Stochastics and Statistics Seminar
Optimal nonparametric capture-recapture methods for estimating population size
April 5, 2024 @ 11:00 am - 12:00 pm
Edward Kennedy, Carnegie Mellon University
E18-304
Event Navigation
Abstract: Estimation of population size using incomplete lists has a long history across many biological and social sciences. For example, human rights groups often construct partial lists of victims of armed conflicts, to estimate the total number of victims. Earlier statistical methods for this setup often use parametric assumptions, or rely on suboptimal plug-in-type nonparametric estimators; but both approaches can lead to substantial bias, the former via model misspecification and the latter via smoothing. Under an identifying assumption that two lists are conditionally independent given measured covariates, we make several contributions. First, we derive the nonparametric efficiency bound for estimating the capture probability, which indicates the best possible performance of any estimator, and sheds light on the statistical limits of capture-recapture methods. Then we present a new estimator, that has a double robustness property new to capture-recapture, and is near-optimal in a nonasymptotic sense, under relatively mild nonparametric conditions. Next, we give a confidence interval construction method for total population size from generic capture probability estimators, and prove nonasymptotic near-validity. Finally, we apply them to estimate the number of killings and disappearances in Peru during its internal armed conflict between 1980 and 2000.
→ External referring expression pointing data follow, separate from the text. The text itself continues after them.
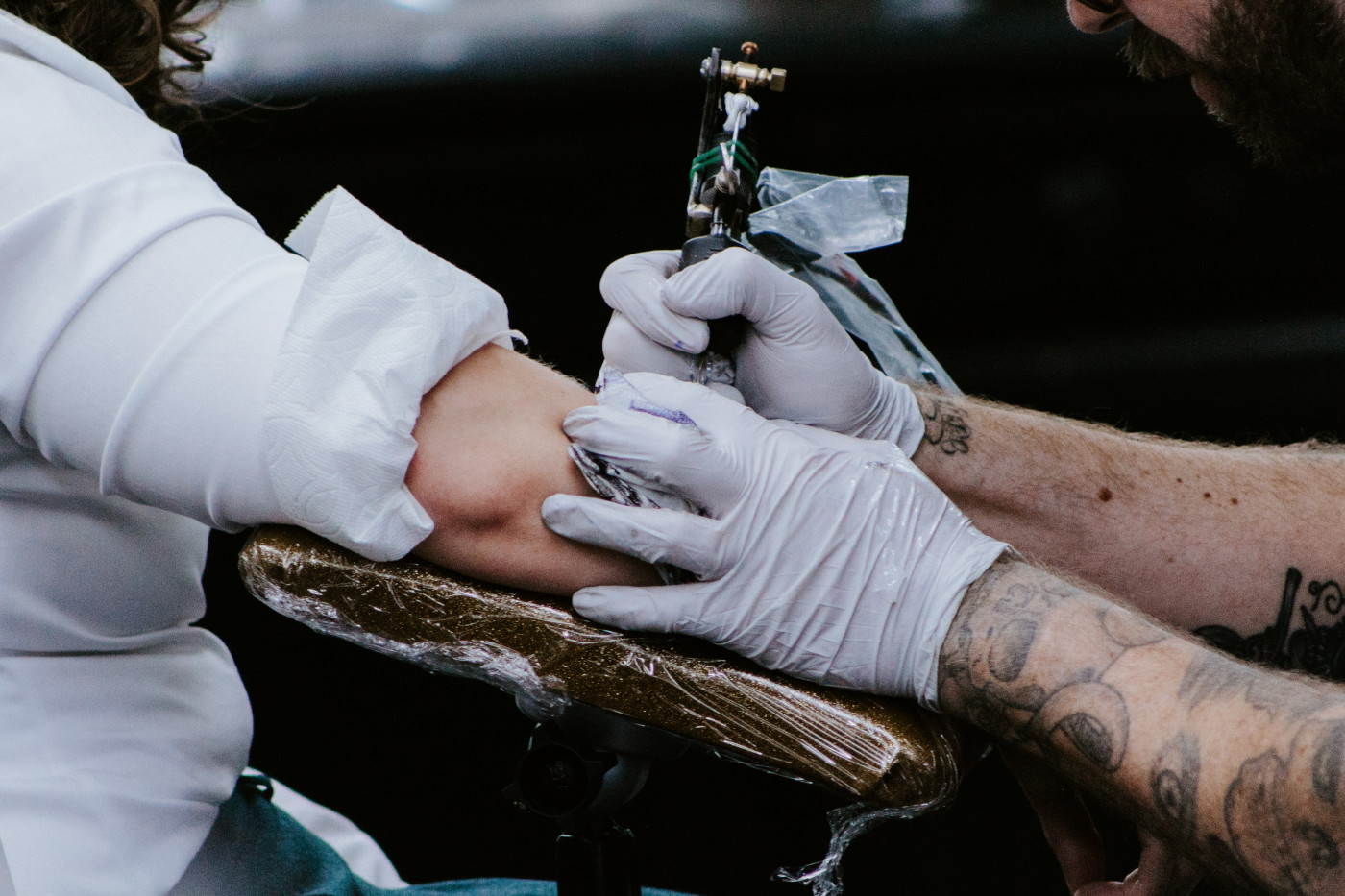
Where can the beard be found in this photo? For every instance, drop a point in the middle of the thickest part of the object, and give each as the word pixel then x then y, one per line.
pixel 1273 70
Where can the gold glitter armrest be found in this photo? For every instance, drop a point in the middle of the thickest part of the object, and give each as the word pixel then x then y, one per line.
pixel 533 646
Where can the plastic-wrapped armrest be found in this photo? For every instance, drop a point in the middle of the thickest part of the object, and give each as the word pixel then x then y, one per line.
pixel 871 750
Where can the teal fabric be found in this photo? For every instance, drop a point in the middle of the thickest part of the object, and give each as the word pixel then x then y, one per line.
pixel 256 849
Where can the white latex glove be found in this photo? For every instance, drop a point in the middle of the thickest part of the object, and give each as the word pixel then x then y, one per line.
pixel 822 556
pixel 795 363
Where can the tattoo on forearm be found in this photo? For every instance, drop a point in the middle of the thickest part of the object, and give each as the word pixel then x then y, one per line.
pixel 1274 815
pixel 1286 835
pixel 1315 647
pixel 1080 717
pixel 1174 782
pixel 945 426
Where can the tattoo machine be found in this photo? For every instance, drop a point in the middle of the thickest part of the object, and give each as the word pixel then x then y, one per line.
pixel 802 222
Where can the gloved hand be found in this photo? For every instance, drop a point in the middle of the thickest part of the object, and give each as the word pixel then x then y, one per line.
pixel 796 362
pixel 822 556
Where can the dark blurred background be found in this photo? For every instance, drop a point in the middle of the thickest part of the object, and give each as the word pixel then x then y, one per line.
pixel 1078 241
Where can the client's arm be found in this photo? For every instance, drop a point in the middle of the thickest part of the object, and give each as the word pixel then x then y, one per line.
pixel 490 449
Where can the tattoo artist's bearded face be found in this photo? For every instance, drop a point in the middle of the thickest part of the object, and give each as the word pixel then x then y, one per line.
pixel 1273 70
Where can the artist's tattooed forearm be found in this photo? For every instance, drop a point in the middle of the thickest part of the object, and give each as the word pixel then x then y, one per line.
pixel 1075 714
pixel 945 425
pixel 1174 782
pixel 1281 815
pixel 1247 765
pixel 1308 634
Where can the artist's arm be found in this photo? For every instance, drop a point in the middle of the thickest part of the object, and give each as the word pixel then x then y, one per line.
pixel 490 449
pixel 1235 765
pixel 836 560
pixel 1194 534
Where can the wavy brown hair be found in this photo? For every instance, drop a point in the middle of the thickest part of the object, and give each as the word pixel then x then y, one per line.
pixel 128 37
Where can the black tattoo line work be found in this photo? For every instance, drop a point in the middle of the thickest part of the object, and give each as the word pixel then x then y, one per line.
pixel 944 425
pixel 1080 715
pixel 1174 779
pixel 1317 647
pixel 1278 838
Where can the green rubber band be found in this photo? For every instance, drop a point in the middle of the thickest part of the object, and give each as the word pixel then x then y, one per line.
pixel 742 157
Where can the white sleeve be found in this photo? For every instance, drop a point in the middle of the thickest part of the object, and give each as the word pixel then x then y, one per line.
pixel 154 336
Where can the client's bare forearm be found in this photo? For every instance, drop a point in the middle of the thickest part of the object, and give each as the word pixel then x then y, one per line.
pixel 1237 767
pixel 1194 534
pixel 490 451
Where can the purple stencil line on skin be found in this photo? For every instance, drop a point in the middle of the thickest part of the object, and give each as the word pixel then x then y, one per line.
pixel 675 416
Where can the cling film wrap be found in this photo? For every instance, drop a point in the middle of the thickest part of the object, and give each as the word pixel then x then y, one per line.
pixel 809 222
pixel 877 751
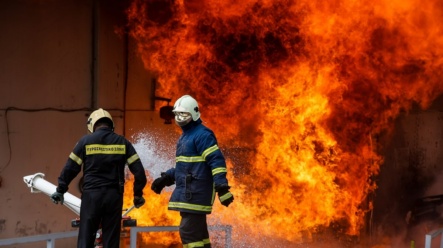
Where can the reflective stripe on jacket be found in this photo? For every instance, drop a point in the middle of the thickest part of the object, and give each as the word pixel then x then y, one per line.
pixel 199 166
pixel 103 155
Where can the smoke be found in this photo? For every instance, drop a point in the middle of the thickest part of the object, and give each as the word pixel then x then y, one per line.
pixel 156 153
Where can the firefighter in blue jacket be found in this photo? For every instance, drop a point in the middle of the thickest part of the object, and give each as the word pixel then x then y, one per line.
pixel 103 155
pixel 199 173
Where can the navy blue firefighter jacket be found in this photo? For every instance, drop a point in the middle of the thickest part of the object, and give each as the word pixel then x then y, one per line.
pixel 200 165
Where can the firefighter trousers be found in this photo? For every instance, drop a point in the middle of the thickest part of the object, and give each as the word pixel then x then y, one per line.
pixel 100 208
pixel 193 230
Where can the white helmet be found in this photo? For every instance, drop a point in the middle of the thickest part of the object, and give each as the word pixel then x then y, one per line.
pixel 97 115
pixel 186 104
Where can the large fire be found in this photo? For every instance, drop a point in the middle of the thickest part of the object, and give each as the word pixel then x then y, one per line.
pixel 295 92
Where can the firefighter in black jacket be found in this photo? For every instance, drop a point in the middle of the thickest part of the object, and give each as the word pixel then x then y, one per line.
pixel 103 155
pixel 199 173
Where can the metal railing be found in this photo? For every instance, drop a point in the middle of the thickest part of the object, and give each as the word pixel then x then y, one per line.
pixel 431 235
pixel 51 237
pixel 136 230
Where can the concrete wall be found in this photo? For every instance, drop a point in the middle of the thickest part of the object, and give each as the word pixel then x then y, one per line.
pixel 60 60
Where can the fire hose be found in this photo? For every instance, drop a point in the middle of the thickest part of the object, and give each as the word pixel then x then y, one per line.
pixel 40 185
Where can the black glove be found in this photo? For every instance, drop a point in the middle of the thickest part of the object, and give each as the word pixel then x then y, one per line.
pixel 57 197
pixel 161 182
pixel 224 195
pixel 139 201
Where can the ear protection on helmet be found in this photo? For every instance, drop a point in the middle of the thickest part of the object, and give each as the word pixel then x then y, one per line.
pixel 97 115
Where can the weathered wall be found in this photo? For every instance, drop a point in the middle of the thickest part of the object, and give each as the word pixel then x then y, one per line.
pixel 60 60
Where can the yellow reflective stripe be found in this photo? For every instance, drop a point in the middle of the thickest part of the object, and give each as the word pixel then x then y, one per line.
pixel 219 170
pixel 189 159
pixel 209 151
pixel 190 206
pixel 225 196
pixel 76 159
pixel 198 243
pixel 196 159
pixel 133 158
pixel 105 149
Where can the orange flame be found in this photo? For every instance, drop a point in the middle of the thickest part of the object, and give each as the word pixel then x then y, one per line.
pixel 295 91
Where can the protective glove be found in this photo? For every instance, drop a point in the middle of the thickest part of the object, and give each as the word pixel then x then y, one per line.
pixel 139 201
pixel 57 197
pixel 161 182
pixel 224 195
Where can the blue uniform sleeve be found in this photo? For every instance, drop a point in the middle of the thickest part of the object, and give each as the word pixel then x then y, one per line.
pixel 207 146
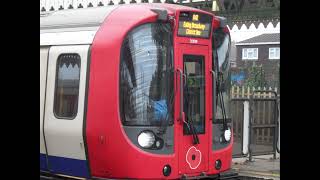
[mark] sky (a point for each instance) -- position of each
(243, 33)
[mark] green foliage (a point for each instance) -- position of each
(255, 77)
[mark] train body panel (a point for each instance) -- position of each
(89, 131)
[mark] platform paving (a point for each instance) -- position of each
(261, 166)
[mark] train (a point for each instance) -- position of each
(136, 91)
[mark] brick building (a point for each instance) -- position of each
(262, 51)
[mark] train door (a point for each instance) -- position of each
(64, 110)
(194, 131)
(43, 77)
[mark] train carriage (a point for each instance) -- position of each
(134, 91)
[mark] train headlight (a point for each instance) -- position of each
(227, 135)
(146, 139)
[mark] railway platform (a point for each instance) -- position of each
(264, 167)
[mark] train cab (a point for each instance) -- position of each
(134, 91)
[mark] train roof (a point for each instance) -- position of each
(79, 26)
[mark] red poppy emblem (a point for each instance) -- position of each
(193, 157)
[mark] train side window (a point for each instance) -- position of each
(67, 86)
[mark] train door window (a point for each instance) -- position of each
(67, 86)
(194, 97)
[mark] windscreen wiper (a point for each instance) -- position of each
(165, 121)
(220, 97)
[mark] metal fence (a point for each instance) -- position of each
(255, 114)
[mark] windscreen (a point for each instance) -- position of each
(146, 76)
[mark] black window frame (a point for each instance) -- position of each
(56, 87)
(121, 113)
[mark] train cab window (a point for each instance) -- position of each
(67, 86)
(146, 76)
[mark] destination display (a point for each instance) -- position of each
(192, 24)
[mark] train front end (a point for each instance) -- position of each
(158, 102)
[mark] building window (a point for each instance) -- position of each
(274, 53)
(67, 86)
(250, 53)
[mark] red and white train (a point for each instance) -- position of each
(134, 91)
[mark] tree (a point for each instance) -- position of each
(255, 77)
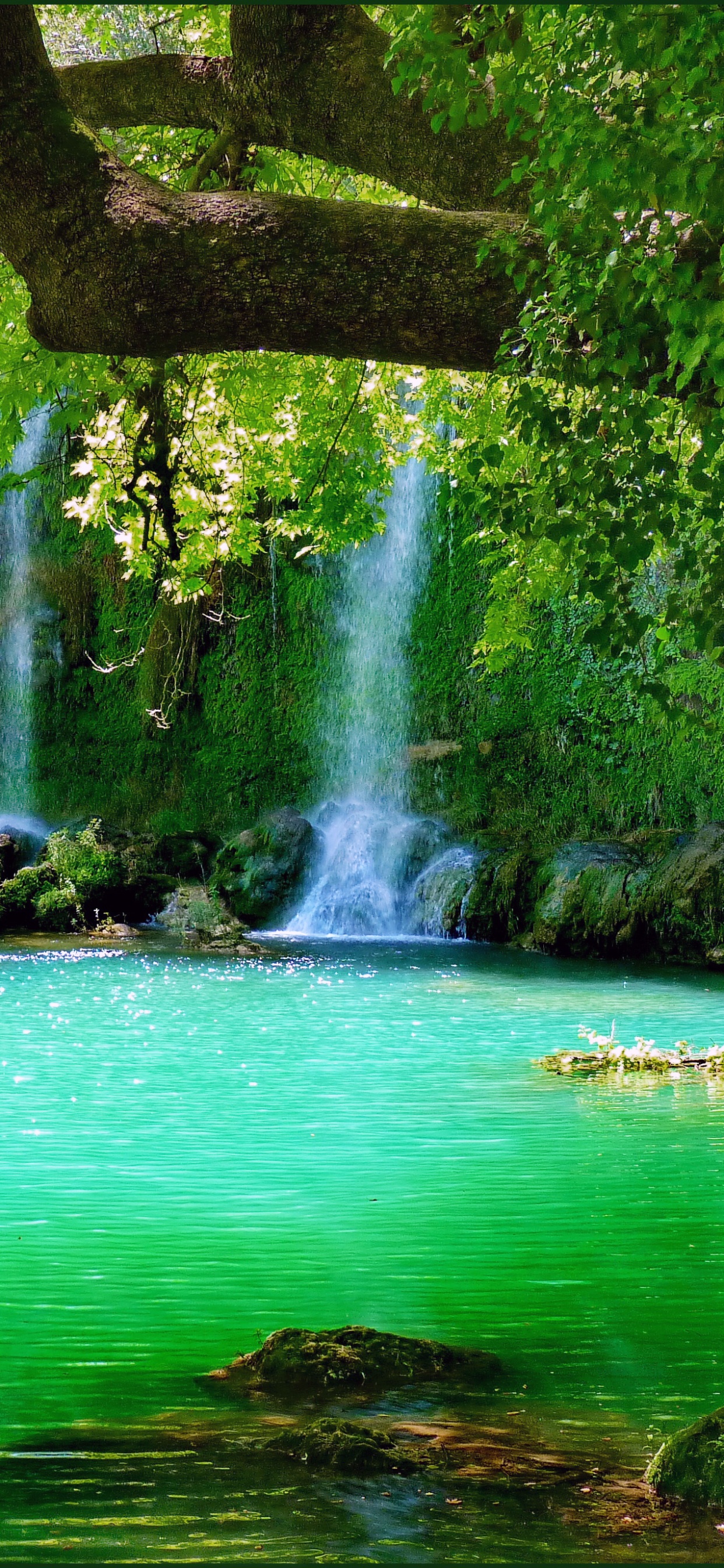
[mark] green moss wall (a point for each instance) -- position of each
(554, 748)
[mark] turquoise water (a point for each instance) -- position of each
(196, 1152)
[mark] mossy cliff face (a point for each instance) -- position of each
(552, 750)
(654, 894)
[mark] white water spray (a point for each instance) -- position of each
(17, 623)
(375, 850)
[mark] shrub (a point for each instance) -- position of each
(58, 910)
(83, 863)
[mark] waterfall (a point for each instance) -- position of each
(375, 849)
(19, 615)
(369, 722)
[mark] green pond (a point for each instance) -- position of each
(196, 1152)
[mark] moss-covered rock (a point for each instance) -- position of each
(590, 901)
(352, 1357)
(682, 904)
(440, 896)
(499, 907)
(690, 1465)
(199, 918)
(344, 1446)
(262, 871)
(19, 894)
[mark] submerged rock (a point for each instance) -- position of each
(690, 1465)
(352, 1357)
(263, 869)
(201, 919)
(345, 1446)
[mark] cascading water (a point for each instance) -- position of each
(19, 615)
(375, 852)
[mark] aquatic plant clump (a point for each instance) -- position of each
(641, 1058)
(352, 1357)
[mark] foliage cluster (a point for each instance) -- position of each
(590, 471)
(602, 470)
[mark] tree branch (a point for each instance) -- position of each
(309, 79)
(121, 265)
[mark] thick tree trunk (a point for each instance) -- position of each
(311, 79)
(118, 264)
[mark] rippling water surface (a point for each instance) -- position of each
(196, 1152)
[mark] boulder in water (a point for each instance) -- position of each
(690, 1465)
(344, 1446)
(199, 918)
(263, 869)
(352, 1357)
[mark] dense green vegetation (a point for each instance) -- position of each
(577, 555)
(556, 746)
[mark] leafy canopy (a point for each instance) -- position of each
(590, 466)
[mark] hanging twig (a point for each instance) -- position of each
(324, 471)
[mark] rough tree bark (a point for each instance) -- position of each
(120, 264)
(309, 79)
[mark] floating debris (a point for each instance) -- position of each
(643, 1058)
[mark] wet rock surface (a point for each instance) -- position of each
(201, 921)
(690, 1465)
(262, 871)
(352, 1357)
(349, 1446)
(10, 856)
(654, 894)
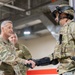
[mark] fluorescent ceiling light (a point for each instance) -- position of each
(27, 32)
(20, 26)
(34, 22)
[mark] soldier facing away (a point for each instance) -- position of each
(64, 51)
(8, 56)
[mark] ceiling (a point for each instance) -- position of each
(31, 14)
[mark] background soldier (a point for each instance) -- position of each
(65, 48)
(25, 54)
(8, 52)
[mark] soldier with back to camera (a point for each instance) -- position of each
(64, 51)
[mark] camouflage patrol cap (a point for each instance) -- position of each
(4, 23)
(65, 9)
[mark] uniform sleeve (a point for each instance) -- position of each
(72, 29)
(9, 57)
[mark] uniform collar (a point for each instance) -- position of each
(5, 41)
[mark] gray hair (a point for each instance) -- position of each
(4, 23)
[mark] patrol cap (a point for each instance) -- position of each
(4, 23)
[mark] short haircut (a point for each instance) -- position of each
(4, 23)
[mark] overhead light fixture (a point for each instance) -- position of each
(34, 22)
(27, 32)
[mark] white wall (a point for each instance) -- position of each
(41, 47)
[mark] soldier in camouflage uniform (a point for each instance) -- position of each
(65, 49)
(25, 54)
(8, 58)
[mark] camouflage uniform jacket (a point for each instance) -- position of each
(25, 54)
(8, 56)
(66, 49)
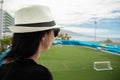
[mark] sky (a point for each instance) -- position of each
(79, 16)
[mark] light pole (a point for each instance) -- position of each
(95, 29)
(1, 18)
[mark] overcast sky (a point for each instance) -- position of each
(79, 15)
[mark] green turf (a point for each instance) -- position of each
(76, 63)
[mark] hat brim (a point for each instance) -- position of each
(23, 29)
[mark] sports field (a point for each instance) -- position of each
(76, 63)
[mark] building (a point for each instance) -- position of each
(6, 20)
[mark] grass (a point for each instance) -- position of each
(76, 63)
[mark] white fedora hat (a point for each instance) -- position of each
(33, 18)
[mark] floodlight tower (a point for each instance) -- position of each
(95, 29)
(1, 18)
(95, 23)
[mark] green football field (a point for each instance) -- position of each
(76, 63)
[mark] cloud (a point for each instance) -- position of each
(71, 11)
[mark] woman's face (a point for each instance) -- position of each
(47, 40)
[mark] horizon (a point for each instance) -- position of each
(79, 16)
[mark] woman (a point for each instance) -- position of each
(34, 32)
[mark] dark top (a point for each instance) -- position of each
(24, 70)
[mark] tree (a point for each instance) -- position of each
(4, 43)
(63, 36)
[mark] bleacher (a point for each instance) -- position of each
(97, 45)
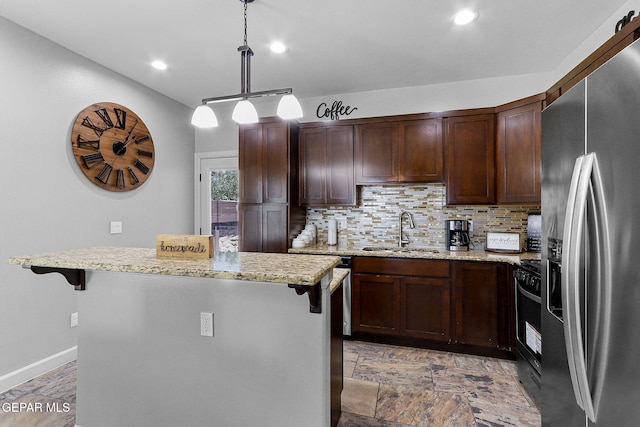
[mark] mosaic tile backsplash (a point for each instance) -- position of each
(375, 220)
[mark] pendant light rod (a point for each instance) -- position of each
(244, 95)
(245, 112)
Paper links: journal, arxiv
Bio: Edward Kennedy is an associate professor of Statistics & Data Science at Carnegie Mellon University. He joined the department after graduating with a PhD in biostatistics from the University of Pennsylvania. Edward’s methodological interests lie at the intersection of causal inference, machine learning, and nonparametric theory, especially in settings involving high-dimensional and otherwise complex data. His applied research focuses on problems in criminal justice, health services, medicine, and public policy. Edward is a recipient of the NSF CAREER award, the David P. Byar Young Investigator award, and the Thomas Ten Have Award for exceptional research in causal inference.